### Language Intentification Dataset(LI)

In this notebook we are going to create a language identification dataset for the the following languages:

- Zulu
- Xhosa
- Sotho
- Afrikaans
- English
___

Topic: `LI`

Date: `2022/08/24`

Programming Language: `python`

Main: `Natural Language Processing (NLP)`

___

### Importing packages
In the following code cell we are going to import packages that we are going to use in this notebook.

In [12]:
import numpy as np
import pandas as pd
from sklearn.model_selection import train_test_split
import os, random

### Setting Seed

In the following code cell we are going to set the seed for reprocucivity in this notebook.

In [13]:
SEED = 42

random.seed(SEED)
np.random.seed(SEED)

### File System

Our files are going to be stored in google drive so we need to mount the good drive so that we can be able to read and write files in there.


In [6]:
from google.colab import drive, files

drive.mount('/content/drive')

Drive already mounted at /content/drive; to attempt to forcibly remount, call drive.mount("/content/drive", force_remount=True).


### Paths

In the following code cell we are going to define the paths where all our files are stored in the google drive.

In [7]:
base_dir = '/content/drive/My Drive/NLP Data/nmt'

save_dir = os.path.join(base_dir, 'li_datasets')

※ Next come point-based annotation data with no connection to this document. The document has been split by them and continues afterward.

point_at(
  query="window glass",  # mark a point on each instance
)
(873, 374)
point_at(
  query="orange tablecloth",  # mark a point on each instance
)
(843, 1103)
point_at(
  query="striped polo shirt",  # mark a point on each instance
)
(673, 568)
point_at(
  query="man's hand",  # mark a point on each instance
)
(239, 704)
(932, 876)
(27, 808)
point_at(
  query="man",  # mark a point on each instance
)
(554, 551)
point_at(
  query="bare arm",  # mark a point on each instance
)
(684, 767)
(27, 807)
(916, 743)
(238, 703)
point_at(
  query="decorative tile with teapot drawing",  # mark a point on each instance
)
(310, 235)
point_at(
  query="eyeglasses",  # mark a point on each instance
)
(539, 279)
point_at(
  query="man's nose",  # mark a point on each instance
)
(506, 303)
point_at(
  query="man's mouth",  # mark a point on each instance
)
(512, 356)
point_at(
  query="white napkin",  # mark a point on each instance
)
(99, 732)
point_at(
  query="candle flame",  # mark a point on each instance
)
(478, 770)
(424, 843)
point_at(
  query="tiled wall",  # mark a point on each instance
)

read_dir = os.path.join(base_dir, 'nmt_datasets_pairs/za-nmt-dataset.csv')

assert os.path.exists(base_dir), f"The path '{base_dir}' does not exists, check if you have mounted the google drive."
assert os.path.exists(save_dir), f"The path '{save_dir}' does not exists, check if you have mounted the google drive."
assert os.path.exists(read_dir), f"The path '{read_dir}' does not exists, check if you have mounted the google drive."

### Reading Sentences
In the following code cell we are going to read the sentences from our `za-nmt-dataset.csv` into a dataframe.

In [8]:
dataframe = pd.read_csv(read_dir)
dataframe.head(1)

Unnamed: 0.1,Unnamed: 0,en,af,st,zu,ts,xh
0,0,so where are we with this eisenhower is farewe...,so waar is ons met hierdie eisenhower afskeids...,joale re hokae ka eisenhower ena,ngakho-ke sikuphi nale-eisenhower ikheli le-fa...,so hi kwihi hi eisenhower leyi i farewell addr...,ke siphi na le ntetho idilesi ye-farewell


### Column names
In the following code cell we are going to declare column names as a numpy array. These column names are columns for our dataset.

In [9]:
column_names = np.array(['src', 'trg'])

### Extracting sentences and label them

In the following code cell we are going to extract all the sentences for each language in the dataframe columns and label them.

In [10]:
en_sents = [(sent, 'en') for sent in dataframe.en.values]
af_sents = [(sent, 'af') for sent in dataframe.af.values]
st_sents = [(sent, 'st') for sent in dataframe.st.values]	
zu_sents = [(sent, 'zu') for sent in dataframe.zu.values]
ts_sents = [(sent, 'ts') for sent in dataframe.ts.values]	
xh_sents = [(sent, 'xh') for sent in dataframe.xh.values]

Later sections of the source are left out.